Ha! That was used as a prop at the SC 22 pre-event gala. I was able to take one (with Intel VP approval) after the event when they were debating throwing them away.
@@ServeTheHomeVideo Oh, I see. Thanks :)
Wonder how the Ada 6000 would perform as an egpu. And the reasonable power draw and size means there are options for an egpu enclosure
I do not think we are going to show that off in the RTX 6000 Ada review.
The PCIx16 socket, does it allow for bifurcation? Also what about space for 2.5" drives?
There is an optional 2.5" bay. I think you'd have to buy one of these units with a 2.5" drive to obtain it, though.
@@zoopercoolguy Was curious because the PCIeGen3x4 slot would be a good option for a raid controller. (And the x16 slot w Bifurcation could handle 4x Gen4x4 M.2 cards.) Could make an entirely SSD/nvme TrueNas box in a small footprint.
Do you know if Core Ultra 9 285K will join this PC? and when?
Just got a P3. Any tips on rack mounting it?
Hello! I'm not gonna say first, but I will gladly watch it!
Could you please explain why this system cannot reach the full 4800 speed of DDR5, their spec manual says 4000 max.
Per the Intel spec , 4800 is the max speed for single dimm per channel implementation in 12th gen. With 4 dimms slots, there are two dimms per channel thus reducing the max achievable speed. It's a limitation of the architecture.
The lenovo configurator does give "1TB 7200 rpm HDD" by default, but I could not see any place here where sata drive would actually attach ?!
Ho ho, maybe this tool could help in my quest ! Thanks
I would buy this immediately if it came with an AMD processor.
Currently priced at $2800. JFC!! I'll just buy exactly the same hardware for $300 on Amazon.
Mac Studio competitor.
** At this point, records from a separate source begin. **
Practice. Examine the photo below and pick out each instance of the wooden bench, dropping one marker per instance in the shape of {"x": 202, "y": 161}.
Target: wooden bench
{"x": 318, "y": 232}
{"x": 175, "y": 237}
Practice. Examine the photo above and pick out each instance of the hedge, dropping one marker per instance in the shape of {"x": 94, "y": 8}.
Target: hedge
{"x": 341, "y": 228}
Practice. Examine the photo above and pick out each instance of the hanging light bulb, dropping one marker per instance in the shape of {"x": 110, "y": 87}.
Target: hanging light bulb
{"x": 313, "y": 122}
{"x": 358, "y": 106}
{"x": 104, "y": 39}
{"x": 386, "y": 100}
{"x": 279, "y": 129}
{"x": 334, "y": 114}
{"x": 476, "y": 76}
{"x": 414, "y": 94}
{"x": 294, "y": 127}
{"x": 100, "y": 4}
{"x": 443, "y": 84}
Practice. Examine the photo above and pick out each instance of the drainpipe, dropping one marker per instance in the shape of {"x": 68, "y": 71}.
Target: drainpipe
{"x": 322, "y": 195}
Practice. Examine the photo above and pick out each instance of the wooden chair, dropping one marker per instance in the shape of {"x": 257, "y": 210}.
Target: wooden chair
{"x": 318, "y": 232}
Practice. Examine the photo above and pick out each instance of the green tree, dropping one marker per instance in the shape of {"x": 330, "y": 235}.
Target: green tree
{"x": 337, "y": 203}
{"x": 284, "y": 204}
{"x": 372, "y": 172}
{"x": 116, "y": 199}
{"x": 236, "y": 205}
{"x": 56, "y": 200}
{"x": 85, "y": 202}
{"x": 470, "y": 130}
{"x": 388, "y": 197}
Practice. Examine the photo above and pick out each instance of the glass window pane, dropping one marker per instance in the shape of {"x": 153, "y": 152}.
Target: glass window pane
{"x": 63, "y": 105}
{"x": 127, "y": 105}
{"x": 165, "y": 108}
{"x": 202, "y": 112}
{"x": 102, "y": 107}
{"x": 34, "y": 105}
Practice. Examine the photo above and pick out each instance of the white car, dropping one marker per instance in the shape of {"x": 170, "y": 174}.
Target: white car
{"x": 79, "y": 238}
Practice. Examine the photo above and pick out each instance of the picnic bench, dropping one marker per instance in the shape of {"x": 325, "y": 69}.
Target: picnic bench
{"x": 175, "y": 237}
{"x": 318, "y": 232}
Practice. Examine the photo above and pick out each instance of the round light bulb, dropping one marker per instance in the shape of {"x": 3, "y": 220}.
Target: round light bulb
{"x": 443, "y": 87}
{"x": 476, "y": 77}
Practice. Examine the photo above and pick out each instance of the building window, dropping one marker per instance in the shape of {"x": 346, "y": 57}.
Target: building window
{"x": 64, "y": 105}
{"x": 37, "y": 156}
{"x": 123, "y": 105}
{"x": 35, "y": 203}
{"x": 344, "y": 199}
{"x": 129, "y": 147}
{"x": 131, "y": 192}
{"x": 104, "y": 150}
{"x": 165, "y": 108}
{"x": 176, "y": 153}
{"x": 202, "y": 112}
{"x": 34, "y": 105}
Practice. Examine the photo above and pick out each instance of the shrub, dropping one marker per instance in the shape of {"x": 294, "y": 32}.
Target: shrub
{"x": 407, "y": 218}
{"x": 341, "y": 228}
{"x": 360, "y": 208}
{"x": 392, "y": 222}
Need comparisons.
Great machine!, although I think it's quite an overkill for my needs :P
12:35 Power "Consuption" 🙃
what is that monitor that you used?
How would this work as a trading computer? 3 32in 4k screens running from Sunday evening til Friday evening
Great. Could even use the little Intel NUC we reviewed last week
@@ServeTheHomeVideo thanks. I see they have a similar unit to the one in this video on sale for half price
How much TDP is the CPU heatstink?
What’s your model? There are many 30g1 or 30g2 ?
Are the hard drives considered enterprise grade
The SSDs are usually consumer class M.2 SSD but OEM versions. Those are usually used in enterprise workstations like this, but also often as boot drives in servers.
Is the CPU socketed like it is on the 1L units? I.e., could I remove it/replace it?